Churro lady was dealt with many times prior to the event and refused to follow instruction. That was not her first encounter with the cops. She was ticketed at least 5 times prior for the same offense.

The Hunkster November 16, 2019 - 6:14 am

That’s#CuomosMTA in a nutshell: Ruining the wellbeing of riders, workers, the homeless and the venders since 2011.

Rob November 18, 2019 - 8:21 am

If u r so hot under the collar abt this, why do we need all the ass’t conductors and ‘brakemen’ on all the commuter trains?

PS Who are ‘vulnerable communities’?

AMH November 19, 2019 - 12:32 pm

This is all spot-on. While I wish there were a way to police things that actually degrade service like door-blocking, stair-blocking, turnstile-blocking, etc. the NYPD cause more problems than they solve and their sheer numbers are causing congestion in the stations these days. I may be imagining this but it sure seems like NYPD-related train delays are up. I really don’t understand why De Blasio is shilling for Cuomo on this one.
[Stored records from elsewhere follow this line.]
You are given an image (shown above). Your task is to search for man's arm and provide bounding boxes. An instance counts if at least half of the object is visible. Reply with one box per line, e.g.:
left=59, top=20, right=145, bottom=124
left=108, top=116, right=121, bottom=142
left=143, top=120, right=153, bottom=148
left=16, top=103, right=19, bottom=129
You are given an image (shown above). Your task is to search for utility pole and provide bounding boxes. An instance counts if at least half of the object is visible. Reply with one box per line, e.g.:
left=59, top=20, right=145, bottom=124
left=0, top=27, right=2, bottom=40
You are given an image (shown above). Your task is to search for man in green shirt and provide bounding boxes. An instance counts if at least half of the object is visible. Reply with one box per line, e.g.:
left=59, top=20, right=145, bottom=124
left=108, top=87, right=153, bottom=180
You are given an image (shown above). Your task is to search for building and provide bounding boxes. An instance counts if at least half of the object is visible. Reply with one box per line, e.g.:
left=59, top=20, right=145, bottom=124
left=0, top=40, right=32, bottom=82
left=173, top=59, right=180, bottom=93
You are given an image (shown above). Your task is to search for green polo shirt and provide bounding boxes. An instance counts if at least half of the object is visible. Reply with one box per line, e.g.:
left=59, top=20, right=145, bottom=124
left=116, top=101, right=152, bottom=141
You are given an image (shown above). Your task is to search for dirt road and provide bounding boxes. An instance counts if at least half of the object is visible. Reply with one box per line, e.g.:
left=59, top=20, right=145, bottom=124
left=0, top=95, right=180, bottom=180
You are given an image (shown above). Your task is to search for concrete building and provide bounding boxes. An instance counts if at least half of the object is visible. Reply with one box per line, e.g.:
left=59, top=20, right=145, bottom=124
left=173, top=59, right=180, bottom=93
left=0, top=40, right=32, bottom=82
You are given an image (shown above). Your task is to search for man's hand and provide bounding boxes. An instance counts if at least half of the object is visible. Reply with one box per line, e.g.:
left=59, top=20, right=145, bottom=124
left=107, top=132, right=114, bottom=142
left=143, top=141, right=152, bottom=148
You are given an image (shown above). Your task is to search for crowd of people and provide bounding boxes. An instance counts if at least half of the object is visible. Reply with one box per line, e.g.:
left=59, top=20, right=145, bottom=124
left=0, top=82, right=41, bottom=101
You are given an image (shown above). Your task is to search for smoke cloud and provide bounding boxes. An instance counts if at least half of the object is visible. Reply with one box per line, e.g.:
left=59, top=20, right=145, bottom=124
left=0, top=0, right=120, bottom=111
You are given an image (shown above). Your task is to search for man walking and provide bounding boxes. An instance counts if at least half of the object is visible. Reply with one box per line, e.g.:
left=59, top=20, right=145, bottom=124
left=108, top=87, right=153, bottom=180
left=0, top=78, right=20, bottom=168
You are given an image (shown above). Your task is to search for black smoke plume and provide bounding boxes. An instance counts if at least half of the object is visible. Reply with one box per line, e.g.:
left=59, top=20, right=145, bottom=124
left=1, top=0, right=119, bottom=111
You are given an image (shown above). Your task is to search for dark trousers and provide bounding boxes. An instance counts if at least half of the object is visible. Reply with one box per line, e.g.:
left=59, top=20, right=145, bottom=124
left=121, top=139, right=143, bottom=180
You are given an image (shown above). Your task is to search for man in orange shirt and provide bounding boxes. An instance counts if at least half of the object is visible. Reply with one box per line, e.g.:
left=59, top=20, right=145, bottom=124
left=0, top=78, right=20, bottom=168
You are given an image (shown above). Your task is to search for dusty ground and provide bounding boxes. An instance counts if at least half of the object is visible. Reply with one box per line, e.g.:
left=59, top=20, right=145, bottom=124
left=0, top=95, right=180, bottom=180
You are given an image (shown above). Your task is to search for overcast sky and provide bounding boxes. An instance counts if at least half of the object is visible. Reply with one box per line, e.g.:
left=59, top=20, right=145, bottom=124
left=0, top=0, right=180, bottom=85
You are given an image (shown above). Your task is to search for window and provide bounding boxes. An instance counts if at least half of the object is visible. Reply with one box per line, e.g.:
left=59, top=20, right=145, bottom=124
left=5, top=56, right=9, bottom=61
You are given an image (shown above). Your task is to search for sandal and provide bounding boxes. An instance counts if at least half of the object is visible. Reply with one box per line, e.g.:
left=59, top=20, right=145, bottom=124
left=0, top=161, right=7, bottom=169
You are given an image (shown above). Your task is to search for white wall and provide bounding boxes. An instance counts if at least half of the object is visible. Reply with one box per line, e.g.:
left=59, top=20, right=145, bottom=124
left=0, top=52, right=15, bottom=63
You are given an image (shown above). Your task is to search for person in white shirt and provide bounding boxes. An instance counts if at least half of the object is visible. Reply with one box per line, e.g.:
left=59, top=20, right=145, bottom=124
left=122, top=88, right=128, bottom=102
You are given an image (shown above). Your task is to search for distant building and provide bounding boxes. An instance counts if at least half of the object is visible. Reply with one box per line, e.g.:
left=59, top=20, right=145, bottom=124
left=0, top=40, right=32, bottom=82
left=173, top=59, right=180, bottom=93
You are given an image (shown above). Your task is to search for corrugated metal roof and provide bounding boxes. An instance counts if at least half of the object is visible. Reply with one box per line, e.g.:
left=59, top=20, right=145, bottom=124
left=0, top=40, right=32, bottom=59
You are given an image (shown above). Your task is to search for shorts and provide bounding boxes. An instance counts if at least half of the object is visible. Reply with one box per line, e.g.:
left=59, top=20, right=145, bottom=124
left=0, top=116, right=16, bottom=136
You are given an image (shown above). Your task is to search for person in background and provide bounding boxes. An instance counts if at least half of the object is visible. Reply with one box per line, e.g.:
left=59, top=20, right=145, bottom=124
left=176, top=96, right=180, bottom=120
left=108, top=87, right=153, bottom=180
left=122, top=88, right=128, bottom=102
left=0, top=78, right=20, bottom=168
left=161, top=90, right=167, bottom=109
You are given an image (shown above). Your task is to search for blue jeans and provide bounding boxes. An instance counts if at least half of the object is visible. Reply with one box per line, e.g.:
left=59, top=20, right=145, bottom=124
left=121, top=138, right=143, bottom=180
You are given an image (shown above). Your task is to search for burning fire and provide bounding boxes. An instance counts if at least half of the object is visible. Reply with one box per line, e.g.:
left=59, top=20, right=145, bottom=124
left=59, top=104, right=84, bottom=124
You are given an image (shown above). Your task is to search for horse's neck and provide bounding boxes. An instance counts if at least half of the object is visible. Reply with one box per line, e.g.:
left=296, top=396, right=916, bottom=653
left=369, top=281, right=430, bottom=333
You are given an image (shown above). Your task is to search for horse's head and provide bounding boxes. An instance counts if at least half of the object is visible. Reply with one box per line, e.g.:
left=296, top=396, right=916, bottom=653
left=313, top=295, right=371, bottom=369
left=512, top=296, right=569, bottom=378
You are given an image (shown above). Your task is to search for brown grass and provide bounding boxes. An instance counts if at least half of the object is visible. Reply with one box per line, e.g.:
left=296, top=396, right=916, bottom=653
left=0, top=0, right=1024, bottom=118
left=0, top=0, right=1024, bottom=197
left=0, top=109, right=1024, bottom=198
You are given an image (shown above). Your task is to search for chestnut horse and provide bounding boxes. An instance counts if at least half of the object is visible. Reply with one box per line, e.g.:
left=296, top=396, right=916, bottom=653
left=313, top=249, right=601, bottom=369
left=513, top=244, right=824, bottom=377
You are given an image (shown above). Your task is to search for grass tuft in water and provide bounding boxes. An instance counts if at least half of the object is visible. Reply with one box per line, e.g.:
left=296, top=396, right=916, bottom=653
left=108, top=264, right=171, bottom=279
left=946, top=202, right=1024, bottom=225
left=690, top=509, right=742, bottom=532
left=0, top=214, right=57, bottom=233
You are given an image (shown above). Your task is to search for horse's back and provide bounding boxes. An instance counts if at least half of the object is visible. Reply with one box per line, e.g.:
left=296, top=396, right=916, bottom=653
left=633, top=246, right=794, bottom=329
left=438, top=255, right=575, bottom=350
Ron Aryel January 5, 2020 - 12:01 am

The MTA cannot assure a safe ride without clear rules and cobsistent application. If the rukes for vendors are byzantine (and I’m not entirely convinced of it, but still), the answer is to lobby or petition for clearer rules. The NYPD is not beating up on a poor defenseless womanselling churros; it is enforcing a rule that applies to everyone. Fare evasion is a problem, and 5-10% of fare evaders (the numbers go up and down) have open warrants for other crimes. If the burden falls a lot on people in minority neighborhoods, that’s because that is where most fare evasion happens. The answer is not to make excuses for criminal activity. The answer is to vigorusly and consistely enforce the law and at the same time, seek funding to reduce fares. I would like to see subway fare down to a dollar. As information, bus fares in Kansas City, MO (KCATA) have been eliminated. You can ride the bus in Kansas City, MO and Kansas City, KS for free.